Toplumun gündeminde gençlerin yaşadığı buhran ve sebepleri konuşulurken ana akım medya ve siyasetçilerin bu buhranın sebeplerini konuşmaktan bilinçli olarak uzak durduğuna dikkati çeken Ramanlı, "Bu gençler bizim gençlerimiz bu nesil bizim neslimiz. Az önce ifade ettim pek çok insan bunun konuşulmasını istemiyor. Konuşmuyor, konuşturmamaya da gayret gösteriyor. Gidin bakın Anadolu'nun her köşesinde, her kahvesinde bu konu konuşuluyor. Her ev sohbetinde insanlar bundan muzdarip. Her özel görüşmede insanlar bunu ifade ediyor ama gelin görün ki ana akım medyada, aklı başında yazar-çizer takımı ve bu ülkenin, milletinin temsilcisi olmuş siyasetçiler de bu konuyu konuşmaktan imtina ediyor. Bunu gündeme getirmek sanki suç, sanki kabahatmiş gibi davranıyor. Kimin etkisiyle? İşte bu siyasal istismarcıların etkisiyle. Onlar ne yaptıklarını çok iyi biliyorlar. Milli ve manevi değerlerinden yoksun, ailevi bağları zayıflamış bir nesil, bir gençlik, bireyselliğe mahkum edilmiş, kolu-kanadı kırılmış gençlik onlar için ‘kolay av’dır. Bu yüzden onu istiyorlar.” diye konuştu.
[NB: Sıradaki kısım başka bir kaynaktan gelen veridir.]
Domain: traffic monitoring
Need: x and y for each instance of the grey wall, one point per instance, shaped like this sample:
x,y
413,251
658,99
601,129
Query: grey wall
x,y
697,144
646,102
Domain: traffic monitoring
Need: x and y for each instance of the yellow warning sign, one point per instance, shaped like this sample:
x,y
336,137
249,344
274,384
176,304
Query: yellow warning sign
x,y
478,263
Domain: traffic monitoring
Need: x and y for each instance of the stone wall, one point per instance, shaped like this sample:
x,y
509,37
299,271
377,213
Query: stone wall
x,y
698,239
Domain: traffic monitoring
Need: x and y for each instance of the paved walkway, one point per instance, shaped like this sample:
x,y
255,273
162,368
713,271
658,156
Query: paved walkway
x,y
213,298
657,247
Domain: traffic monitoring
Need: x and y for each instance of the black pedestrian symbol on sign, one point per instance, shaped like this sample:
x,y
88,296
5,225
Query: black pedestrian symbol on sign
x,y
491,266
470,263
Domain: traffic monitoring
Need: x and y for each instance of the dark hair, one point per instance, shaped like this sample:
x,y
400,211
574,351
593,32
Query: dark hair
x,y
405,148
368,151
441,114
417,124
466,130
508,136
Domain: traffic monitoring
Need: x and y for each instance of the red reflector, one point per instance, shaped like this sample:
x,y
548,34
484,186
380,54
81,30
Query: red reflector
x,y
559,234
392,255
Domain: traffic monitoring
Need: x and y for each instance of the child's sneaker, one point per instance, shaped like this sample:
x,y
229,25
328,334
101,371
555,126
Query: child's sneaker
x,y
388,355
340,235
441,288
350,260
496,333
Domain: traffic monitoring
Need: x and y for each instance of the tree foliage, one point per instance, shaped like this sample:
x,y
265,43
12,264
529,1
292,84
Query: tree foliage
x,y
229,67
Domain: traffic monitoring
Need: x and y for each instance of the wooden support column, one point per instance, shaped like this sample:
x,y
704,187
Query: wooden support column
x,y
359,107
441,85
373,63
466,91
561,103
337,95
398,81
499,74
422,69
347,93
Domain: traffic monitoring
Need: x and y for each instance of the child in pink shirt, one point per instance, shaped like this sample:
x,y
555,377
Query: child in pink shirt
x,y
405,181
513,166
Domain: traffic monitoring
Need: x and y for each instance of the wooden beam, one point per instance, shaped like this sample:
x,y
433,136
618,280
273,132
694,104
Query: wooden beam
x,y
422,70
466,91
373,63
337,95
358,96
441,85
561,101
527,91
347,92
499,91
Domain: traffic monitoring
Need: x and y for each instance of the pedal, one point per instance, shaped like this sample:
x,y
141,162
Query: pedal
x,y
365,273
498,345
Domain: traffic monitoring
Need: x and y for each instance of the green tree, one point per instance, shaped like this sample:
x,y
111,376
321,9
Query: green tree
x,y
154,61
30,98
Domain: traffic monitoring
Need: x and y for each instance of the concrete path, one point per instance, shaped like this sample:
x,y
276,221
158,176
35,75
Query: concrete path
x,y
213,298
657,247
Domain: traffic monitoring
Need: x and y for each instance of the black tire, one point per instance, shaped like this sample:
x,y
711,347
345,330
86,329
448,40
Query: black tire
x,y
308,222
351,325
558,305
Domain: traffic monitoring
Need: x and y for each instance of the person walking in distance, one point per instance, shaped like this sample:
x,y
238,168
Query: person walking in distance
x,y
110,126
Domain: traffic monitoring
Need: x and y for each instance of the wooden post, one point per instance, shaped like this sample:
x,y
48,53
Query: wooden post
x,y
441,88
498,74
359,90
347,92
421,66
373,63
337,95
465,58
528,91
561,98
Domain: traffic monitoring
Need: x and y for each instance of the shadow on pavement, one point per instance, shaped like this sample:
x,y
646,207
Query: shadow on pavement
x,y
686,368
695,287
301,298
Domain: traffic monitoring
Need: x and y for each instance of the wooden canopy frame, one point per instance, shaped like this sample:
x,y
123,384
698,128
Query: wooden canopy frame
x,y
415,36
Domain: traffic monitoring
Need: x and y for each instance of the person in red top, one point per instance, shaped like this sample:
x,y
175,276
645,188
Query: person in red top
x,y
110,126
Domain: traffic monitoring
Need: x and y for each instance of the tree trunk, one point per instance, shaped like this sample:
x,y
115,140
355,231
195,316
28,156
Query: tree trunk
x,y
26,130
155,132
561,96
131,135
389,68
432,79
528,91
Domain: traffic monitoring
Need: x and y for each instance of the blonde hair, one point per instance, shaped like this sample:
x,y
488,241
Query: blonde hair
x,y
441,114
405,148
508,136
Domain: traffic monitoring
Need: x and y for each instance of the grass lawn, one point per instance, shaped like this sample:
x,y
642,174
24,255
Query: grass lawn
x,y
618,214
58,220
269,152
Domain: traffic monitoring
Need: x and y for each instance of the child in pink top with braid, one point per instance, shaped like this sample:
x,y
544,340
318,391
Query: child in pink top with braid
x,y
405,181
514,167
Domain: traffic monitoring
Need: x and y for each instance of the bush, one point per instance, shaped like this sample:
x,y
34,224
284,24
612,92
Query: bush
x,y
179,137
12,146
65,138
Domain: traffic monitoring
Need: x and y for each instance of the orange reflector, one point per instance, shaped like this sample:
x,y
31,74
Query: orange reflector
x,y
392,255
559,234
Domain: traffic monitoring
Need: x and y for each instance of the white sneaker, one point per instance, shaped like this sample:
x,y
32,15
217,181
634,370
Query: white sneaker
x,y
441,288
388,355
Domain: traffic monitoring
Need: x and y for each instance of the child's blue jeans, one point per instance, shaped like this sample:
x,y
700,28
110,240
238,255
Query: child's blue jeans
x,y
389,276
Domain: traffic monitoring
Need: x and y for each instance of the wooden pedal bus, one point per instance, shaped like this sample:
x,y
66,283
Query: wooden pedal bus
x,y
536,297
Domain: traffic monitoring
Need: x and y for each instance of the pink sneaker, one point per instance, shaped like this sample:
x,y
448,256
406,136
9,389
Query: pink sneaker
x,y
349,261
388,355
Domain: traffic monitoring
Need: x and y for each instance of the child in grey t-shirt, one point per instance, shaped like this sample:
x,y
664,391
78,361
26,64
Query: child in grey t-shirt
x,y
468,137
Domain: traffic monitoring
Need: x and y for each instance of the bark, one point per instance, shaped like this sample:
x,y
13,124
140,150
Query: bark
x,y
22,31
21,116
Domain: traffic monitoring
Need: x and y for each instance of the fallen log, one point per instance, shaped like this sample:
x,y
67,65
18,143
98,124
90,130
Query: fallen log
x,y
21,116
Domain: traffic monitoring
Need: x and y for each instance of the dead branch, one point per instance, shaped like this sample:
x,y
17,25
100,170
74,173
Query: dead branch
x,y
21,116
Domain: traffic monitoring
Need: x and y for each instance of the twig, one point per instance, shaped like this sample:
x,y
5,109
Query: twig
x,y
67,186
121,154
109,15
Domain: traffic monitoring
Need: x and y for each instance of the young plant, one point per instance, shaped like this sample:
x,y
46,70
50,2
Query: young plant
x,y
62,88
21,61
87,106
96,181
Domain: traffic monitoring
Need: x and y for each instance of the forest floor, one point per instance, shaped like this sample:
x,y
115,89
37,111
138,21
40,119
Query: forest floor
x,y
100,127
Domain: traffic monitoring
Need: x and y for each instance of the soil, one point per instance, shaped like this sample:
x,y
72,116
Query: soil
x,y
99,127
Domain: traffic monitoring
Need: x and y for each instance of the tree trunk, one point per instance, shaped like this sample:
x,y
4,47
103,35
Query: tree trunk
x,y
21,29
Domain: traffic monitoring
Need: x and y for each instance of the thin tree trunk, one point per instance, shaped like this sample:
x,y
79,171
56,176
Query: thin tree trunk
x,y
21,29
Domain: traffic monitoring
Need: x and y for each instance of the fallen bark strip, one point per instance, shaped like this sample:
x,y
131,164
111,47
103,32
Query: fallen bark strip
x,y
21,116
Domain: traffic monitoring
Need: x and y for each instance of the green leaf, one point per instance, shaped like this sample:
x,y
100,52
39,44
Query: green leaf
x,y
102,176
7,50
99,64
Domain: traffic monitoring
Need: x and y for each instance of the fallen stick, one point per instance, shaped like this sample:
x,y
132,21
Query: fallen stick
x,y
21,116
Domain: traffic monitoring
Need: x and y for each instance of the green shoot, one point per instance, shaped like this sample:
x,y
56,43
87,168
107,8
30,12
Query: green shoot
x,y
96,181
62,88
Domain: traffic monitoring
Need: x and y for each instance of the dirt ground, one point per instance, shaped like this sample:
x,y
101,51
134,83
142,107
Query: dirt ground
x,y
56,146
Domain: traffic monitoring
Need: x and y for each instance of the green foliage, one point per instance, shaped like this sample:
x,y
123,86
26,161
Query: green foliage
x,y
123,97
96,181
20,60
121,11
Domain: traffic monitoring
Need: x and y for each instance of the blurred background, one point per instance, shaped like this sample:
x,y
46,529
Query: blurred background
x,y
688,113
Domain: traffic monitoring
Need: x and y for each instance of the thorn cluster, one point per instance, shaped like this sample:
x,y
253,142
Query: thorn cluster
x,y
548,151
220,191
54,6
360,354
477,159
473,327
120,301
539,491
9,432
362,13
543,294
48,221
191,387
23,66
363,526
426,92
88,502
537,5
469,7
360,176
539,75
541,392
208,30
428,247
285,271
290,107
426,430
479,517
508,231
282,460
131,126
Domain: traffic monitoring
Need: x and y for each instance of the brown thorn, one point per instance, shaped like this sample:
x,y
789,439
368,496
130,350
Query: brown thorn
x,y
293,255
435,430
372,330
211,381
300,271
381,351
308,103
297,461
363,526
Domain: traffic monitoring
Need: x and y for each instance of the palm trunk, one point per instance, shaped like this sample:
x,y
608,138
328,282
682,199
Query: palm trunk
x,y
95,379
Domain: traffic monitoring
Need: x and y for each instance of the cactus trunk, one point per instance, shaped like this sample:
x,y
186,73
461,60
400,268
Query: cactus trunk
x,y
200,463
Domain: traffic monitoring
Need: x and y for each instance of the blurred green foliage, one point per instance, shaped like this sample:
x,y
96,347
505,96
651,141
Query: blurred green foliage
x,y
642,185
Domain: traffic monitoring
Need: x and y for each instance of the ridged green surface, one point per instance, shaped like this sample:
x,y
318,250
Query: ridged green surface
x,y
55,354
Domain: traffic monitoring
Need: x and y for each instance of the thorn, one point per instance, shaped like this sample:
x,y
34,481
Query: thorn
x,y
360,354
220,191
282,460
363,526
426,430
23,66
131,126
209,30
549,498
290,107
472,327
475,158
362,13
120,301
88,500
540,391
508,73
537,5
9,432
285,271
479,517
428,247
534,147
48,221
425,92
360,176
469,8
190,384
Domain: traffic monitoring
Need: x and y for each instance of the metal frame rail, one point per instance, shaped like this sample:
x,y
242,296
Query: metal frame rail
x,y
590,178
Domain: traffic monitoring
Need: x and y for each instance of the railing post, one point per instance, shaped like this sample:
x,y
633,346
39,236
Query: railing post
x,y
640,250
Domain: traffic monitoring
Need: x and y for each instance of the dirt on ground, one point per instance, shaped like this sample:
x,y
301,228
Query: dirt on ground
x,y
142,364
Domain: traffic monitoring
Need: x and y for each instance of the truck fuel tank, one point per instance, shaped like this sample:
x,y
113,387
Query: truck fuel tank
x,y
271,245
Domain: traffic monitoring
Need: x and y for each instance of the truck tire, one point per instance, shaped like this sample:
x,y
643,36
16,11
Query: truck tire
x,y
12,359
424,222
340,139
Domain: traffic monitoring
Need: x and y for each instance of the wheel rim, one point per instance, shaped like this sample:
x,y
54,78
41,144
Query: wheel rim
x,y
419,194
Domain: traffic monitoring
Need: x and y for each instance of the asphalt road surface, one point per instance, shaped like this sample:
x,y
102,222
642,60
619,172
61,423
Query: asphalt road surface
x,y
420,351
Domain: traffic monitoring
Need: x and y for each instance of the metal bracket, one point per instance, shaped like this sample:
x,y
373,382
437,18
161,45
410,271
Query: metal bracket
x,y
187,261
“Biz, biz olmaya gayret göstereceğiz. Bizi biz yapan manevi değerlerimize sımsıkı sarılacağız”
Manevi değerlerimize sımsıkı sarılarak, aile değerlerimizi güçlendirerek, helale giden yolları açarak ve harama giden yolları da kapatarak bu cendereden çıkış olduğunun altını çizen Ramanlı, “Peki, biz ne istiyoruz? Bizim yeni nesil tahayülümüz nedir? Bunun için mücadele etmeye var mıyız, yok muyuz? İşte buna karar vermemiz gerekiyor. Geçmişte onlarca, belki yüzlerce bu türden facialarla karşı karşıya kaldık. Bu ülke neleri görmedi ki? Ama dönüp bunların sebepleri üzerinden tartışalım, konuşalım, bunların hal çaresine bakalım diyenler sürekli linç edildi. Ve bu toplum gitgide bir çürümeye mahkûm edildi. Bugün o çürümenin sonuçlarını konuşuyoruz. Ne hazindir ki o sebepleri savunanlar, o sebeplerin ortadan kalkmasına adeta set oluşturanlar, bugün o sonuçlar üzerinden tepiniyor. Ve yetkisini kullanmayan, sorumluluğunun gereğini yerine getirmeyenleri suçluyor. O halde yapılacak şey çok basittir. Biz, biz olmaya gayret göstereceğiz. Bizi biz yapan manevi değerlerimize sımsıkı sarılacağız. Aile bağlarımızı, aile değerlerimizi güçlendireceğiz. Helale giden yolları açacağız, harama giden yolları da kapatacağız. Başka türlü bizim bu cendereden çıkışımız mümkün değil.” dedi.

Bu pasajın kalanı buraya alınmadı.